Brokers welcome a possible end to uncertainty over Groupama UK’s future
Ageas revealed this week that it was in talks to buy Groupama in a deal that could propel the insurer towards the £2bn premium barrier.
Fuelled by acquisitions and a mega-deal with Tesco Underwriting, last year Ageas increased gross written premium (GWP) by 70% to £1.7bn and is now targeting £400m GWP insurer Groupama.
News of the deal was welcomed by brokers keen to see an end to the uncertainty surrounding Groupama UK. Its eurozone-hit parent was dumped into junk territory by agency Standard & Poor’s in June.
The deal is seen as a good fit in terms of the culture and business mix of the two companies.
In personal lines Groupama UK is heading for a year-end of £300m GWP, split between non-standard and standard products - mainly in motor, Ageas’s biggest line.
Ageas chief executive Barry Smith is also keen to grow the commercial book and Groupama is on target to produce between £100m and £120m GWP in commercial SME by the year-end.
The question for Smith is how much Groupama business he will have to shed to pave the way for its integration into Ageas.
Ageas would probably absorb about half the commercial book and keep Groupama’s motorcycle account - an area it is growing - but cast off a large chunk of the private motor book.
Groupama has faced fierce competition from rivals AXA and Aviva, which have been attempting to poach its business amid market uncertainty.
The book value of Groupama’s UK insurance arm is about £200m on paper but the final price may be below that figure following the problems caused by its parent’s junk status rating.
Groupama’s Paris-based bosses, who are being advised by Deutsche Bank, will ultimately decide whether to sell or not.
They are determined not to sell on the cheap, but are aware of broker pressure in the UK to end uncertainty and that Ageas is seen as an ideal home.
Market sources said the Ageas deal was a “last chance saloon” for Groupama to sell the UK arm. The business has been on the market for nine months but no buyer has been found as yet.
Support for the sale
Motorbike specialist MCE Insurance chief executive Julian Edwards welcomed the possibility.
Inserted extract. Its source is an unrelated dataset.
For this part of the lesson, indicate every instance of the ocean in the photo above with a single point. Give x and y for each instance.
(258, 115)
“Ageas is best of breed at what it does - the acquisitions it makes seem to work,” he said. “I believe that it will be a good news day for most people involved.”
Giles chief executive Brendan McManus added: “If it happens it will be good news.”
Neither Ageas nor Groupama would comment on the deal, other than Ageas’s confirmation of talks.
Groupama UK chief executive François-Xavier Boisseau has rejected suggestions that the company is in trouble.
The insurer produced a combined ratio of 98.8% for the first half of 2012 and pre-tax profits grew 20% to £22.2m compared with the same period in the previous year.
According to Boisseau, Groupama’s UK solvency margin, measured on a Solvency I basis, was 218% as of 30 June - up from 174% on the same date last year.
Talking points …
● If Groupama is bought by Ageas what will happen to its broking arms? Bollington looks set for a private equity-backed management buy-out, motorbike broker Carole Nash for a trade sale.
● Ageas is made up of an insurance arm and diverse distributors - Kwik-Fit, Castle Cover and RIAS. Chief executive Barry Smith will bulk up the business with Groupama, but how long can he continue this buy-and-build strategy?
● Are the Groupama talks a back-up in case the Tesco Underwriting deal ends in a few years’ time?
“I think it would be a good deal for Ageas. The Groupama business is the right business fit for their current ethos on commercial.”
Stuart Reid, Bluefin
“It will be good to get some clarity as the sale has been going on for some time. They are a good business fit.”
Andy Jenkins, Russell Scanlan
“It seems to be a reasonable fit as far as we are concerned. It is a good thing. We now hope the deal gets done.”